Preguntar «¿quién tiene razón?» no tiene sentido



Obra deDuarte Vitoria
En los dominios de la deliberación discutir por ver «quién tiene razón» es no entender qué significa la deliberación. Aristóteles explicó que se delibera sobre lo que no tiene incidencia ni por el azar ni por la necesidad, es decir, sobre lo que puede ser de múltiples maneras. Si en una discusión uno de los interlocutores se atribuye la posesión de la razón, entendida aquí como sinónimo de estar en lo cierto, es a costa de denegársela a su oponente, que rara vez afirmará no poseerla también. Yo he comprobado empíricamente que si quieres que alguien te dé la razón, debes dejar de insistir en que la tienes. Para analizar este curioso microcosmos, Schopenhauer escribió el opúsculo El arte de tener razón. Podíamos releerlo como «El arte de salirse uno con la suya». Este pequeño ensayo se publicó póstumamente, de hecho, Schopenhauer renegó en vida de él. En sus páginas reflexiona en torno a las artimañas, argucias y subterfugios discursivos a los que la gente se aferra para tener razón. «Reuní todos los artificios fraudulentos que tan a menudo aparecen en las disputas y expuse claramente cada uno de ellos en su esencia peculiar, ilustrándolos con ejemplos y dando a cada uno un nombre». La batería de recursos argumentativos para ganar una discusión, sin importar si los métodos utilizados son limpios, asciende a treinta y ocho.

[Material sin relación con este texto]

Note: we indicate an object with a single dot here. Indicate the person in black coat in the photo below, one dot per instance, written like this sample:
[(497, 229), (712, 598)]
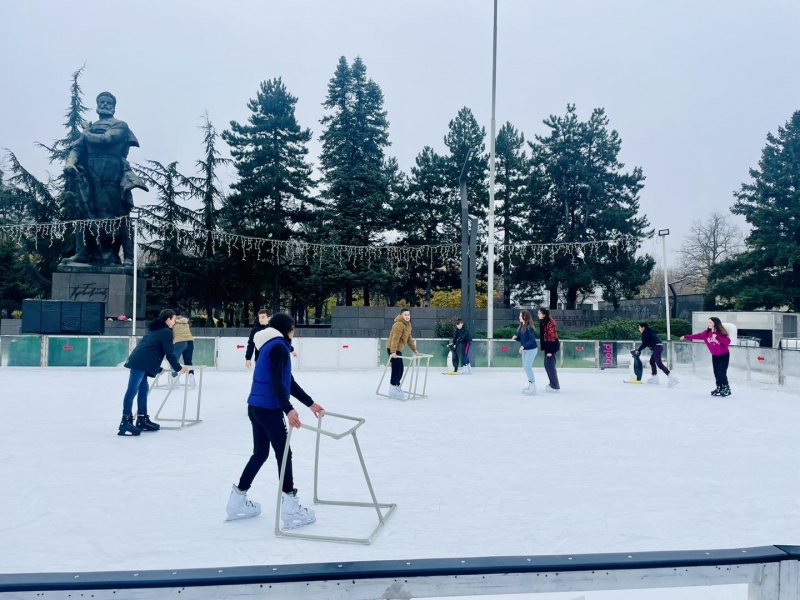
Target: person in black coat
[(464, 339), (144, 362), (651, 340)]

En las discusiones mal entendidas lo nuclear no es demostrar que uno está en lo cierto, sino que uno tiene la razón. Parece lo mismo, pero no lo es. La verdad objetiva de una proposición dista mucho de su posible aprobación por los que la discuten. En este tipo de discusiones no se procura que la evidencia más sólida salga a la luz, sino que cada interlocutor se afana en que se le dé la razón. La propia finalidad de la discusión (tener razón) provoca el deseo contrario en los participantes de la discusión (no dársela). Si le damos la razón al que confiesa tenerla, le concedemos una superioridad que quizá ya no recuperemos, aparte de admitir que el argumento defendido por nosotros hasta entonces era endeble o incluso erróneo. Si he errado en una apreciación que consideraba válida, ¿por qué no me iba a ocurrir lo mismo en otras? Para evitar este riesgo negamos en bloque todo lo que provenga del otro, que a su vez mimetizará nuestra conducta y se comportará del mismo modo argumentativo con nosotros. Nos adentramos a toda velocidad en un diálogo de besugos, hilarante expresión coloquial que metaforiza a la vez el cerrilismo y la necedad. Se trata de triunfar en la discusión, de tener la razón o evitar ser contrariado, no en ofrecer puntos de encuentro para convalidar posturas.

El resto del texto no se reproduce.